[cfe-dev] Parallelism TS implementation and feasibility of GPU execution policies

Andrew Corrigan andrew.corrigan at nrl.navy.mil
Thu Apr 2 05:58:42 PDT 2015


Newcomer here, I hope this isn’t off-topic, but this seemed to be the most appropriate place to ask:

Are there plans to implement Parallelism-TS in libc++/Clang?  If so, what execution policies might be supported?

Besides multi-threaded CPU execution policies, are there plans, or would it even be feasible to implement a GPU execution policy in libc++/Clang, which targets the NVPTX backend, using the Clang frontend only (i.e., without NVCC)?  

This would be extremely useful, since even with the latest CUDA 7 release of NVCC, it remains slow, buggy, and consumes massive amounts of memory in comparison to Clang.  If I compile my Thrust-based code it takes just a minute or so, and consumes just a few gigabytes, using Clang, against Thrust’s TBB backend. If I compile that exact same code, only using Thrust's CUDA backend with NVCC, it consumes ~20 gigabytes of memory and it takes well over an hour to compile (on my 24-GB workstation, on my 16-GB laptop it never finishes).  Obviating the need for NVCC for compiling code targeting NVIDIA GPUs via a Parallelism TS implementation would be extremely useful.

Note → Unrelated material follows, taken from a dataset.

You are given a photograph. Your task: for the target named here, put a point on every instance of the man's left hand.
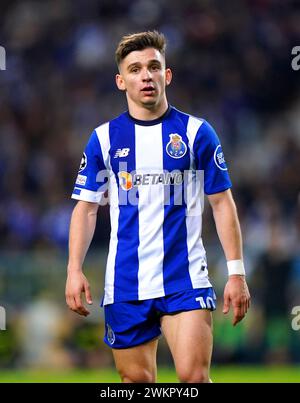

Finally, are there plans, or would it even be feasible, to target OpenCL/SYCL/SPIR(-V) via Parallelism-TS?  I am aware of existing OpenCL-based parallel algorithms library but I am really hoping for a Parallelism TS execution policy for OpenCL devices, so that it is a single-source, fully-integrated approach that one can pass C++ function objects to directly, as opposed to being restricted to passing strings containing OpenCL C99 syntax, or having to pre-instantiatiate template functors with macro wrappers.